How do the failures of Tuskegee relate to the challenges we face today in building “algorithms for social good?”
Let’s look at a couple of quick examples.
There is growing enthusiasm around the potential to use machine learning to analyze vocal biomarkers in order to build more accurate diagnostic tools for a variety of physical and mental illnesses, such as Parkinson’s disease. It’s being touted as the cutting edge of preventative medicine. At the same time, others are repackaging vocal biomarkers as a means of vetting potential terrorists at the U.S. border, arguing that such data can be used to predict whether or not someone poses a “risk” to U.S. national security with up to 97% accuracy. This carceral application of vocal biomarker analysis has been debunked as junk science, but it’s still being peddled to government officials as a means of minimizing the bias of flawed human decision makers reviewing asylum cases, and thus rendering the process more “fair.” Again, one person’s life-saving consumer technology is another’s carceral technology.

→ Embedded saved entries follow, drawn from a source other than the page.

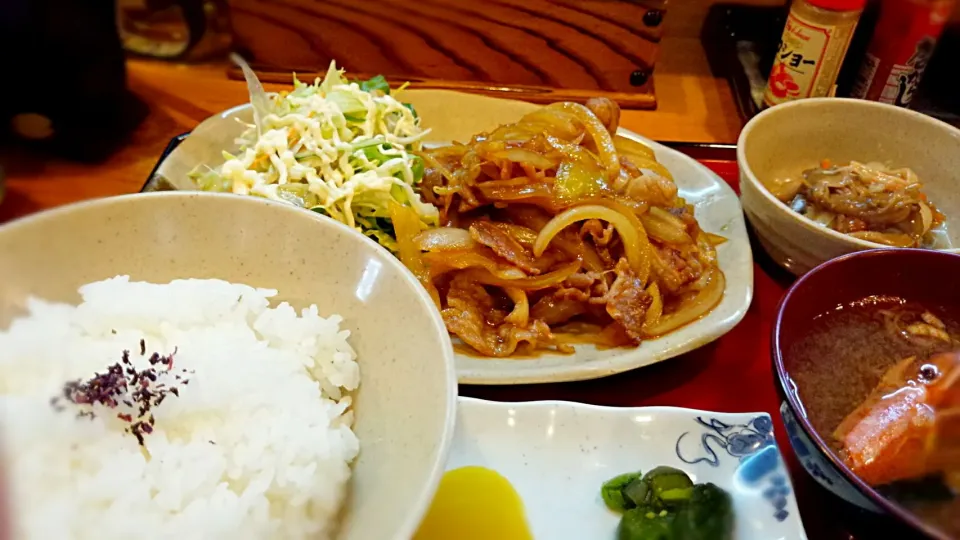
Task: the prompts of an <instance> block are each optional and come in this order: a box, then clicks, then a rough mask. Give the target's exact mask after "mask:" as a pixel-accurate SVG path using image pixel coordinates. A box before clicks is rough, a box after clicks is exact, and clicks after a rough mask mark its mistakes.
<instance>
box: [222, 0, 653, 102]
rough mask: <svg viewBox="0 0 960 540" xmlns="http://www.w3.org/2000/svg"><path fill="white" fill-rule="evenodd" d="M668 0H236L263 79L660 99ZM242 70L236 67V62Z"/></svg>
mask: <svg viewBox="0 0 960 540" xmlns="http://www.w3.org/2000/svg"><path fill="white" fill-rule="evenodd" d="M666 1H667V0H474V1H469V0H229V6H230V16H231V22H232V25H233V30H234V34H235V36H236V39H237V45H238V47H239V48H240V50H241V51H242V52H243V53H244V54H245V55H246V57H247V59H248V61H250V62H251V64H252V65H253V66H254V67H255V68H256V69H257V71H258V73H259V74H260V75H261V76H262V78H263V79H264V80H269V81H282V82H287V81H289V80H290V72H291V71H296V72H297V73H299V74H302V75H304V76H307V75H312V74H314V73H318V72H322V71H324V70H325V69H326V66H327V65H328V64H329V62H330V60H331V59H336V60H337V63H338V65H341V66H343V67H344V68H346V69H347V71H348V72H349V73H350V74H352V75H353V76H370V75H376V74H383V75H385V76H386V77H387V78H388V79H389V80H390V81H391V83H402V82H405V81H409V82H410V83H411V85H412V86H414V87H429V88H447V89H457V90H467V91H476V92H480V93H485V94H493V95H501V96H505V97H511V98H514V99H524V100H528V101H536V102H549V101H557V100H579V101H582V100H585V99H587V98H589V97H592V96H596V95H606V96H608V97H611V98H613V99H615V100H617V101H618V102H619V103H620V104H621V105H622V106H625V107H636V108H654V107H656V98H655V97H654V89H653V68H654V64H655V62H656V58H657V51H658V49H659V45H660V38H661V33H662V32H661V29H662V25H663V19H664V16H665V9H666ZM234 75H236V76H239V73H236V72H234Z"/></svg>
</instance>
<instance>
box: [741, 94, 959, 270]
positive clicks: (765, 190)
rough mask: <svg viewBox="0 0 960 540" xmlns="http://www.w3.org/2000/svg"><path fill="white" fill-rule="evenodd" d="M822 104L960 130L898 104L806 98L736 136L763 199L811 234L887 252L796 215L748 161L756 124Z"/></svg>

Another interesting example comes in the form of a recent announcement that the Gates Foundation made in partnership with the NIH, whereby they plan to invest hundreds of millions of dollars to develop gene-based therapies for sickle cell and HIV. While the initiative has been characterized as a means of bridging the gap in access to these cutting edge treatments, some researchers have expressed concern that this investment doesn’t prioritize getting life-saving treatments to the patients who need it most.
The vast majority of sickle cell and HIV patients reside in sub-Saharan Africa, where well-established treatments are still inaccessible to a large portion of the population. Should we be spending millions of dollars to develop data-intensive treatments that may or may not work down the line, or should we divert that money towards bridging the gap between the haves and the have-nots for the treatments that already exist? As Sarah Hamid pointed out in tweet responding to this announcement,
I bring up these examples so that we can begin to identify the parallels between the ethical failures of our past and the challenges we face today as we develop algorithms to inform high stakes decisions. I hope that by drawing these lines of connection we can begin to move beyond bias as the primary framing of the ethical stakes of our work and begin to grapple with the various ways that our technological innovations both benefit from and exacerbate deep inequalities and injustices in our society.
As the builders of algorithmic systems, it is our responsibility to identify and actively resist harmful applications of our work. We must begin to unpack the ways our data-intensive innovations benefit from the systematic exploitation and criminalization of vulnerable communities. We must focus on building structures of accountability around the algorithms we produce, to ensure that the people who often serve as the bedrock of our algorithmic innovations also benefit from them. We must move the conversation beyond “bias,” if we have any hope for our innovations to make a positive impact on the world.